The priests were at the base in Sierra Vista, Arizona as part of a demonstration
of over 120 people that gathered on Sunday, November 19, 2006, to protest military
training that fosters torture. Frs. Vitale and Kelly were stopped as they approached
the military gates. When they were not allowed to go inside to speak with the
service men and women being trained, the two men knelt in prayer and were arrested.
The demonstration at Fort Huachuca was held in conjunction with the 16th annual
vigil at Fort Benning, Georgia, organized by the group, School of the Americas
Watch. On Saturday, November 18, 2006, over 20,000 protesters arrived at Fort
Benning to call for the closing of what was formerly known as the School of
the Americas. The school's name was changed in 2000 to the Western Hemisphere
Institute for Security Cooperation (WHINSEC).
A Congressional task force found that soldiers, responsible for the massacre
of six Jesuit priests, their housekeeper and her teenage daughter in El Salvador
in 1989, were trained at the School of the Americas, which moved to Fort Benning
from Panama in 1984. The protesters accuse the school of participating in mass
human rights abuses in Latin American and beyond.

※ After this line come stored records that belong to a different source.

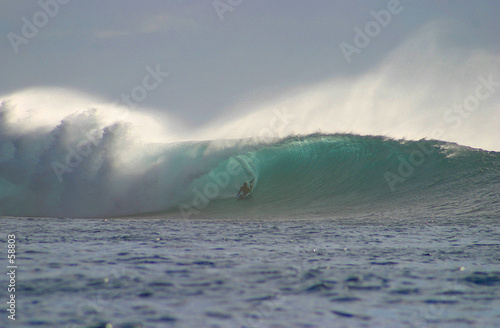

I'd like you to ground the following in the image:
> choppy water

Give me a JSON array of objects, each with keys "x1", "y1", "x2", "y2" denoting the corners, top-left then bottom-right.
[{"x1": 0, "y1": 217, "x2": 500, "y2": 328}]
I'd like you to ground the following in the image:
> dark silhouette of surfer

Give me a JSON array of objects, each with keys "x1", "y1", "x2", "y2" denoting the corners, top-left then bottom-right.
[{"x1": 236, "y1": 179, "x2": 254, "y2": 197}]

Fr. Vitale and Fr. Steve Kelly face federal and state charges of trespass and
refusal to follow police orders.
Fr. Vitale is co-founder of the Nevada Desert Experience, a faith-based organization
that has opposed nuclear weapons testing for a quarter of a century. He was
arrested at a Fort Benning Protest in 2005 and served six months in federal
prison.
Fr. Kelley has served time in federal prison for the nonviolent, direct disarmament
of nuclear weapon delivery systems. In December of 2005, he served as chaplain
for Witness to Torture, a delegation of US anti-torture activists who peacefully
marched in Cuba to the gates of the Guantanamo Bay naval base and prison camp.